Whatever else you may think of divorce, or marriage for that matter, we can all agree on that.
In fact, I looked up the word “trauma” in the Oxford American’s Writer’s Thesaurus while writing this article. To my delight: “Trauma, noun, 1. The trauma of divorce.” There you go. Divorce is known as so universally crappy that it’s used as the example for a word whose synonyms include “torture” and “war-weariness.”
Reaching beyond the obvious emotional implications though, a major consequence of divorce is the absolute tornado it rips through your finances.
Few couples realize that no matter how conscious the uncoupling, no matter how determined they are to dissolve their marriage congenially, their finances are likely to be, if not decimated, then at minimum thrown into disarray.
“I really don’t know if there’s a watershed mark when people look at this thing and say ‘I have no money left’,” says Donald Baker, a family law specialist at the Toronto firm Baker and Baker.
“During the divorce what happens normally is that they don’t even think of the financial ramifications because, you have to remember when they go through this process, it’s an incredibly emotional process. Even a so-called simple divorce … they aren’t really thinking that clear.”
That is, until they are confronted with the raw numbers.
To determine asset split and spousal support, Canadians must fill out a financial statement, which is a document of about 15 pages detailing income, expenses and assets.
“This is sort of the first point in the process for people who are saying, ‘I didn’t realize it costs me this much to live,’ and it usually comes as a bit of a shock for most people,” Baker says.
Greg, who asked not to use his real name, is 48, works in sales and had two sons with his wife of 15 years. They divorced last January in what he describes as “amicable” circumstances.
“Almost no one talks about how you’re going to manage your finances when you’re separated before you actually go out and educate yourself at that time,” he says. “And you’re dealing with a short window of time to bring yourself up to speed…. You’re not an expert and you’re learning things that surprise you.”
The biggest surprises for Greg were not the obvious hefty expenditures, like child and spousal support, but the smaller legal and administrative costs.
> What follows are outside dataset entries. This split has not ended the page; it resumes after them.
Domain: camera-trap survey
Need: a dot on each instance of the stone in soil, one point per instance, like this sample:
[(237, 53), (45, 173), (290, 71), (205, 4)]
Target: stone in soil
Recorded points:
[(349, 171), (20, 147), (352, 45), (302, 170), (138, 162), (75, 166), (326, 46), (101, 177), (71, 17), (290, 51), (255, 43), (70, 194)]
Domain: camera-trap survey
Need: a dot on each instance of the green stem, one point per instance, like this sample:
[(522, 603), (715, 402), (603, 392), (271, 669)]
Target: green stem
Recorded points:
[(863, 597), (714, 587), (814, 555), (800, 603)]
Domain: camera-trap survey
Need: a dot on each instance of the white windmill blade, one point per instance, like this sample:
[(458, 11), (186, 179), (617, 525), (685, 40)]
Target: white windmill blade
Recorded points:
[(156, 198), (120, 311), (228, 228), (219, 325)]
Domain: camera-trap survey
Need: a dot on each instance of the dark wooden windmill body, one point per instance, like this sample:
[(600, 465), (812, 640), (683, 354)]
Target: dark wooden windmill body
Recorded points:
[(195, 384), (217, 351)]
For example, both Greg and his ex-wife had to take on critical illness insurance.
“There’s no fall back. Even in a situation where two people are married and one is stay-at-home, that situation can be changed and that other person can go back to work,” he says. “I don’t have that option (now).”
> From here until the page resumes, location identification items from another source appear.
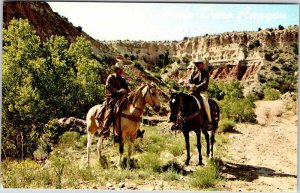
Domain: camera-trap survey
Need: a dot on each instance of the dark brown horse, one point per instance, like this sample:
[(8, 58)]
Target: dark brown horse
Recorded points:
[(189, 115)]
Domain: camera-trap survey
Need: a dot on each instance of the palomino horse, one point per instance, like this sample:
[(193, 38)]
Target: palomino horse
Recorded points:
[(128, 121), (189, 115)]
They also spent thousands on legal fees.
The cost of an uncontested divorce ranges from $1,000 to $3,500, according to 2015 Canadian Lawyer’s legal fees survey, but you also have to consider the cost of things like making a new will (another $430 to $750).
“I was still surprised, despite how amicable (we were) … how expensive the legal system was to navigate through,” Greg says. “And we did as much as possible ourselves in terms of the paperwork.”
Baker says that the court’s main fiscal aim is to ensure both parties “leave the marriage as equal partners.”
That means all property is generally split 50/50 and the spouse with the higher income pays the spouse with the lower income an equalization amount so that one party doesn’t experience a huge drop in his or her standard of living. (Any assets, besides the marital home, that you can prove you brought into the marriage you usually get to keep.)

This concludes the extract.